Lucy stared hard at me.

‘And what?’ she asked. ‘She just stays there and dies?’

She paused to stretch sore shoulders.

‘You tell me, Chief. You’re the expert.’

‘I can offer no explanation, Lucy,’ I said.

‘And there we have it, ladies and gentlemen. World famous expert Dr Kay Scarpetta doesn’t know.’ She was getting irritable. ‘Nineteen horses,’ she went on. ‘So who took care of them? Sparkes doesn’t have a stable hand? And why did one of the horses get away? The little black stallion?’

‘How do you know it’s a boy?’ I said as someone knocked on our door. ‘Who is it?’ I asked through wood.

‘Yo. It’s me,’ Marino announced gruffly.

I let him in and could tell by the expression on his face that he had news.

‘Kenneth Sparkes is alive and well,’ he announced.

‘Where is he?’ I was very confused again.

‘Apparently, he’s been out of the country and flew back when he heard the news. He’s staying in Beaverdam and don’t seem to have a clue about anything, including who the victim is,’ Marino told us.

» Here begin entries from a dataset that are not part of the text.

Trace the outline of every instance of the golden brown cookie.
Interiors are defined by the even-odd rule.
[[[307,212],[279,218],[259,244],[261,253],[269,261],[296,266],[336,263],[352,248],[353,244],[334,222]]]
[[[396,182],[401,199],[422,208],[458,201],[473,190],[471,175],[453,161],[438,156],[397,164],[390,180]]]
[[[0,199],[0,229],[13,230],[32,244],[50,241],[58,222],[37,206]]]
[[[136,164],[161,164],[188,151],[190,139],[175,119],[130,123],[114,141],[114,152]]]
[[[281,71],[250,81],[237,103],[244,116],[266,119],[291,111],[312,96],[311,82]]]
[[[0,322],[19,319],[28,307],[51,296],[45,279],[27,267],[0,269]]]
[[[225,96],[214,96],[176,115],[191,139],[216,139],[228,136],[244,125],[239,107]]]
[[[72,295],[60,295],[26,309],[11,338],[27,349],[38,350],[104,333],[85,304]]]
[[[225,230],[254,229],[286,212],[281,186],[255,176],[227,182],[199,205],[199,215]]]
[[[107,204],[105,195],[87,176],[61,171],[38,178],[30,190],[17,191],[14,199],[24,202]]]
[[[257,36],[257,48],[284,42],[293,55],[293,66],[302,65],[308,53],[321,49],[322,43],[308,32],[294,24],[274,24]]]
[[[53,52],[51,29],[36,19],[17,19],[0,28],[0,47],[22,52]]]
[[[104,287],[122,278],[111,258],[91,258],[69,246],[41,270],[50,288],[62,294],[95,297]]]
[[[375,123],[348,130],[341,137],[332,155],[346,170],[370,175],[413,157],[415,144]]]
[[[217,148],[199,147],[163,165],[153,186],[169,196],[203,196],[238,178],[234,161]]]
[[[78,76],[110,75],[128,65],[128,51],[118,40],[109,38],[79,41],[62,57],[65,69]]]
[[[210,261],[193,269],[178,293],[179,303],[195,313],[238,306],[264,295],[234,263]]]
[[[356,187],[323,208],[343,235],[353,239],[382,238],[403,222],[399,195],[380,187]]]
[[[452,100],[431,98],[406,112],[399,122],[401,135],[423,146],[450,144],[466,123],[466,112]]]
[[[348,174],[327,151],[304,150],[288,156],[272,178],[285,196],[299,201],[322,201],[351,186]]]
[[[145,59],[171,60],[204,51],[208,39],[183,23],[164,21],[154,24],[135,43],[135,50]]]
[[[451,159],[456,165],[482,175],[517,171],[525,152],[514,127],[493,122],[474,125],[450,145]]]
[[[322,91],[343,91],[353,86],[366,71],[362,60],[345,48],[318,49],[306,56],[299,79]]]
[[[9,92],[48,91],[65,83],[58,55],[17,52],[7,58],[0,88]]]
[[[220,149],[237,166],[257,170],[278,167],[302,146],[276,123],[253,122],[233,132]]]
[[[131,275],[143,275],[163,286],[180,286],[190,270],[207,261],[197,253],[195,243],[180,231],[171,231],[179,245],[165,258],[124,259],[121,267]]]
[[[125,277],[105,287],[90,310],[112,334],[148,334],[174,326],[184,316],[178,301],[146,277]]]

‘Why Beaverdam?’ I asked, calculating how long the trip would take to that remote part of Hanover County.

‘His trainer lives there.’

‘His?’

‘Horse trainer. Not his trainer, like in weight lifting or nothing.’

‘I see.’

‘I’m heading out in the morning, around nine A.M.,’ he said to me. ‘You can go on to Richmond or go with me.’

‘I have a body to identify, so I need to talk to him whether he claims to know anything or not. I guess I’m going with you,’ I said as Lucy met my eyes. ‘Are you planning on our fearless pilot dropping us off, or have you managed to get a car?’